Dr David Beggs

The following is a summary, taken mostly from the MLA website, to help understand where biosecurity plans fit in to the bigger picture.

The Livestock Production Assurance (LPA) program is the Australian livestock industry’s on-farm assurance program covering food safety, animal welfare and biosecurity. It provides evidence of livestock history and on-farm practices when transferring livestock through the value chain.

Administration of the LPA Program transferred from AUS-MEAT to the Integrity Systems Company on 5 April, 2017. The Integrity Systems Company, an MLA subsidiary, now administers the program on behalf of industry. AUS-MEAT will continue to conduct the LPA on-farm audits. As part of the Livestock Production Assurance program, an LPA National Vendor Declaration is required for all livestock movements, including property to property, through saleyards, direct to processors and to feedlots, and to the live export trade. The LPA NVD is the main document behind Australia’s reputation as a reliable supplier of safe red meat to domestic and international markets. Thus if you are not a member of LPA, you can’t use an LPA NVD and you can’t sell stock.

Seven separate but complementary elements make up the LPA program;

  • Property risk assessments
  • Safe and responsible animal treatments
  • Stock foods, fodder crops, grain and pasture treatments
  • Preparation for dispatch of livestock
  • Livestock transactions and movements
  • Biosecurity Animal Welfare

Biosecurity Animal Welfare are relatively new elements of the LPA program and are due to come into force on 1 October 2017. Other changes to LPA that are occurring at the same time include a new fee ($66 every 3 years), a requirement for regular online assessments, online learning tools and electronic NVDs.

From 1st October 2017, producers are required to develop a Farm Biosecurity Plan. There is no requirement for veterinary involvement, but vets are well placed to assist producers to produce high quality meaningful biosecurity plans.

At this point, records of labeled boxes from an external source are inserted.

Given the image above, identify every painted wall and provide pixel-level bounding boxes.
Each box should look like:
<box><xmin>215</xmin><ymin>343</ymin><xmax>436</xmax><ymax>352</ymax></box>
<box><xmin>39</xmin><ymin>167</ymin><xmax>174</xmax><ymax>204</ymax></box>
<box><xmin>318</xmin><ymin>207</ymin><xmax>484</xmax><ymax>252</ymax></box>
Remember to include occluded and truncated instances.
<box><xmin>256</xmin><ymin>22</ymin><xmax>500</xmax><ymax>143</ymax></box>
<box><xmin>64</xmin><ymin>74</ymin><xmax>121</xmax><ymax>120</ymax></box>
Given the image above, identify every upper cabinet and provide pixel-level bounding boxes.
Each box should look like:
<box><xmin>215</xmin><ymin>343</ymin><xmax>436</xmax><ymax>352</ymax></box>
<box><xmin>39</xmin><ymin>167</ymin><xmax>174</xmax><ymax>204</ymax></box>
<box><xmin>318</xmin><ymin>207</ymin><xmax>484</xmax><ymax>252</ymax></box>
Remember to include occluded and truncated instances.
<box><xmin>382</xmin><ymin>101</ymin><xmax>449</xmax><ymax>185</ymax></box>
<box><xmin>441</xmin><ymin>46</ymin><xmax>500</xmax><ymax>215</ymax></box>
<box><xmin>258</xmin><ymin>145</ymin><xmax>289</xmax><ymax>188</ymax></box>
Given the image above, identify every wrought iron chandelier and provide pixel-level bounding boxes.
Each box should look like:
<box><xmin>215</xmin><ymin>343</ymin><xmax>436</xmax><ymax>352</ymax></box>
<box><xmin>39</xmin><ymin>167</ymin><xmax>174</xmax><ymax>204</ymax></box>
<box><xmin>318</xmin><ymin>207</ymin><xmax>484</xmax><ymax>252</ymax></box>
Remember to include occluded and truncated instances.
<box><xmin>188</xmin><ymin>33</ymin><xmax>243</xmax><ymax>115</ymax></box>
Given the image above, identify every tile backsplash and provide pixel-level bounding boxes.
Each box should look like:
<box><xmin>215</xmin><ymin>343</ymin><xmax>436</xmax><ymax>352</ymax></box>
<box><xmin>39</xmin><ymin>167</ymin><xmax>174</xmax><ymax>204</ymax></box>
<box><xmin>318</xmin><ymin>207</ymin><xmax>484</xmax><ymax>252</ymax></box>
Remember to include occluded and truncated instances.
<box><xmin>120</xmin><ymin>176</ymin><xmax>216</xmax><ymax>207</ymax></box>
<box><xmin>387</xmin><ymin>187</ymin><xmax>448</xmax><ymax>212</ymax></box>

To meet the requirements of LPA, as minimum each Property Identification Code (PIC) must have a formal, documented Farm Biosecurity Plan that addresses each of the following:

(a) Manage and record the introduction and movement of livestock in a way that minimises the risk of introducing and/or spreading infectious diseases;

(b) Where reasonable and practicable, control people, equipment and vehicles entering the property, thus minimising the potential for property contamination and, if possible, keep a record of such movements; and

(c) Prevent and control animal diseases on-farm by regularly monitoring and managing livestock.

There is a checklist of activities that can assist producers in meeting the biosecurity requirements of LPA:

  • PIC has a documented Farm Biosecurity Plan
  • All livestock movements onto the PIC have a known health status (e.g. Livestock Health Statement/Declaration or equivalent)
  • All introduced livestock are inspected for signs of ill health or disease on arrival at the property and kept in isolation for a period of time
  • Livestock are inspected regularly for ill health and disease and appropriate action undertaken where necessary
  • The risk of livestock straying onto or from the property is minimised
  • There are systems in place to notify a veterinary practitioner, or animal health officer, if unusual disease, illness or mortality is observed
  • Where reasonable and practical, the movement of people, vehicles and equipment entering the property are controlled and, where possible, movements recorded
  • Any other procedures or practices that contribute to minimising the risk or spread of disease

Another reason to have a biosecurity plan is for Johne’s Disease accreditation. Producers who wish to maintain a J-BAS score of 7 or 8 need to have a biosecurity plan overseen by a vet. For the most part, producers are likely to have already done this or already be aware of it. There are specific requirements for a J-BAS 7 or 8 biosecurity plan which are detailed on the animalhealthaustralia.com.au web site.

There is no need to have two plans! A single plan should be developed that covers all bases.

The Australian Cattle Veterinarians’ Biocheck® is a tool available through your veterinarian to develop a comprehensive farm biosecurity plan. When using this tool, it is the job of the vet and producer to discuss the major biosecurity risks, and to document how well they are controlled on a particular farm. It is not the job of the vet to audit the plan. Biosecurity practices will be audited as part of the LPA audit process.

Alternative biosecurity plan templates are available on the LPA, farmbiosecurity.com.au and animalhealthaustralia.com.au web sites.